I was particularly taken by the story of Toni Smith-Thompson, a Black basketball player at a small New York college who began turning her back during the anthem in 2003. It went unnoticed until a game against the proto-military US Merchant Marine Academy, where somebody had gotten word of her protests, and the game sold out. A Division III women’s basketball game. (I had briefly attended that school a few years before, and I promise you that women’s sports were not big crowd draws.) The midshipmen yelled things like “Go back to Iraq, you bitch . . . curses and all kinds of other slurs.
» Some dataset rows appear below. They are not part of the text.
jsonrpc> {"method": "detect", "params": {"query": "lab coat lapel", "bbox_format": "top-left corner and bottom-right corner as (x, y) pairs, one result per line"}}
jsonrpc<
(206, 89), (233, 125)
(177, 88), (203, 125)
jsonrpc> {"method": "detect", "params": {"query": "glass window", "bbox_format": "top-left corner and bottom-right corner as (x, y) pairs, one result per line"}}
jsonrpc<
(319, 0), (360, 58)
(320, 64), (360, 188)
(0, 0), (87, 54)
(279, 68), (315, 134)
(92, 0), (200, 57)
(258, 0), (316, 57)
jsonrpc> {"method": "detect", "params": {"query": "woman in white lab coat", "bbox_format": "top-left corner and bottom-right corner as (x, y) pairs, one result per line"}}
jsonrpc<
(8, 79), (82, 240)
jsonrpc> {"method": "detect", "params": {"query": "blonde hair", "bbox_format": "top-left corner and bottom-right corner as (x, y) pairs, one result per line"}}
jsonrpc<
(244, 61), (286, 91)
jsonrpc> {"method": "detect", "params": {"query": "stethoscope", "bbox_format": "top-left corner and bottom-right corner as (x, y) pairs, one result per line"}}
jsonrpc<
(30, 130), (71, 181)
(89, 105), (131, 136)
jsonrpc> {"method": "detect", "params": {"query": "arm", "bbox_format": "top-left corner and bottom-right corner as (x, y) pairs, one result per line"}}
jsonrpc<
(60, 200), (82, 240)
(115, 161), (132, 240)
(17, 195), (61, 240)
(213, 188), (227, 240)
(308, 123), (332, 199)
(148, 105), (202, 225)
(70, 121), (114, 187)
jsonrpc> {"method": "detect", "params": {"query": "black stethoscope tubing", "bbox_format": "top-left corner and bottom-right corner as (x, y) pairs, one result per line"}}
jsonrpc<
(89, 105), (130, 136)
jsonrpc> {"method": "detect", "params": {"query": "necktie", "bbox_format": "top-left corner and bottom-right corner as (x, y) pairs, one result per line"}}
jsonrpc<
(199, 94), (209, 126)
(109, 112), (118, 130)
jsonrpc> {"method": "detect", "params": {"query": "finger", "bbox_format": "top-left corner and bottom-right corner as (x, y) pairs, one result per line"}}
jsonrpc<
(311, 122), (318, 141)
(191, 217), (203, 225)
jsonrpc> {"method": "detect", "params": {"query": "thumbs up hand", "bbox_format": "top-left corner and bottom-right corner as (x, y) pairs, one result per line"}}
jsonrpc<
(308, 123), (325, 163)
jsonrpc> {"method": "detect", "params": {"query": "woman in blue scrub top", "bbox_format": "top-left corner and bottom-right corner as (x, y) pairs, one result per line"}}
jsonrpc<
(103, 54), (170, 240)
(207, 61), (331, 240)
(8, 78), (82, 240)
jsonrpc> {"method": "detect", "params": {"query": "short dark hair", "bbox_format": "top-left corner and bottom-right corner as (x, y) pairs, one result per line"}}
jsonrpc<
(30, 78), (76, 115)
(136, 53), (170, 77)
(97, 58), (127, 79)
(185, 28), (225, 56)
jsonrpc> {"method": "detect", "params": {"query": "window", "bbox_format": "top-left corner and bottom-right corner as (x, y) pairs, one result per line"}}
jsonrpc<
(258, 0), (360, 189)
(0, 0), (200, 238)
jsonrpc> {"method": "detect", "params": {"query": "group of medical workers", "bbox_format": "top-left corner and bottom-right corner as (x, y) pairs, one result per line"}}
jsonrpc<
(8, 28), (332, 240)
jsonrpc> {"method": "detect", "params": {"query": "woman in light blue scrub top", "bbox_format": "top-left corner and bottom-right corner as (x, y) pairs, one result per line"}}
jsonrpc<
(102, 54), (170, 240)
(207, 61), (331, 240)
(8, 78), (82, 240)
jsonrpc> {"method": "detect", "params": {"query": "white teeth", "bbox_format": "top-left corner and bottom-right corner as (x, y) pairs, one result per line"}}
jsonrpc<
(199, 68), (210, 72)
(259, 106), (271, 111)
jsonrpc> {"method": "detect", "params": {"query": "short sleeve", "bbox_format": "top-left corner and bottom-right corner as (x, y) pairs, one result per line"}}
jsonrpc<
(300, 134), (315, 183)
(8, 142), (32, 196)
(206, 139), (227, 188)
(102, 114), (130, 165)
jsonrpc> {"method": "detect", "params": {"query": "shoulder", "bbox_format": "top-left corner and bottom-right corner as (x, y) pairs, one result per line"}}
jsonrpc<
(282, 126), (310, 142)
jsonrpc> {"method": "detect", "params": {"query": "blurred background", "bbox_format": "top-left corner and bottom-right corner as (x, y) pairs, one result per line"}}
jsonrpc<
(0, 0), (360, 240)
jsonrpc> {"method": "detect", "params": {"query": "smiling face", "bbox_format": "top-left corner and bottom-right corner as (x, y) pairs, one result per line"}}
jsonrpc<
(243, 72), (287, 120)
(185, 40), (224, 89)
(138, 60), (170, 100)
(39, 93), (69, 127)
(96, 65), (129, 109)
And they weren’t really just directed at me, either. The slurs were aimed at the entire team.” (I can also promise you this would have been exactly a thing those students might do.) Unsurprisingly, she received death threats for weeks, and eventually left the team: “I didn’t want to do basketball anymore as a professional or other serious endeavor . . . A lot of it was really tainted for me.”
Keep in mind that this young lady was opposing a war that almost anyone not named Bush, Cheney, or Rumsfeld’s burning ghost now considers to be a tragic, colossal mistake.
Less politically charged, but certainly depressing, is the issue of athletes who behave cruelly and sometimes criminally towards women, such as Yankees reliever Aroldis Chapman. At the time of the Chapman signing, Tanya Bondurant (then Anderson) was running SB’s Yankees site, Pinstripe Alley (they’ve always had good writers over there), and became so frustrated she pledged to donate $1 for every strikeout Chapman recorded to an anti-domestic violence foundation. Interviewed by this book’s authors, Bondurant says :
“I think that if you are a woman, particularly a woman who writes about sports . . . you get threatened, you have people say just these horrible, awful things that they would never say to males writing about sports. So I think that it’s a definite difference when you’re a woman and you see this problem that we have in society with domestic violence and trying to mesh that with, “But I also like sports, and I want to like sports care-free. But we can’t do that.”
Ultimately, I think this is a book most TwinkieTowners would find interesting. Most would probably disagree with one or more chapters. (I strongly disagreed with one defending baseball’s lack of a salary cap.) I learned more from it than I disagreed with it, and that’s always a good thing in a book.
Plus, who can’t love this quote about sports stadiums: “why do we subsidize one person’s entertainment and not another’s ... “Film buffs don’t get tapped to finance new movie theaters.”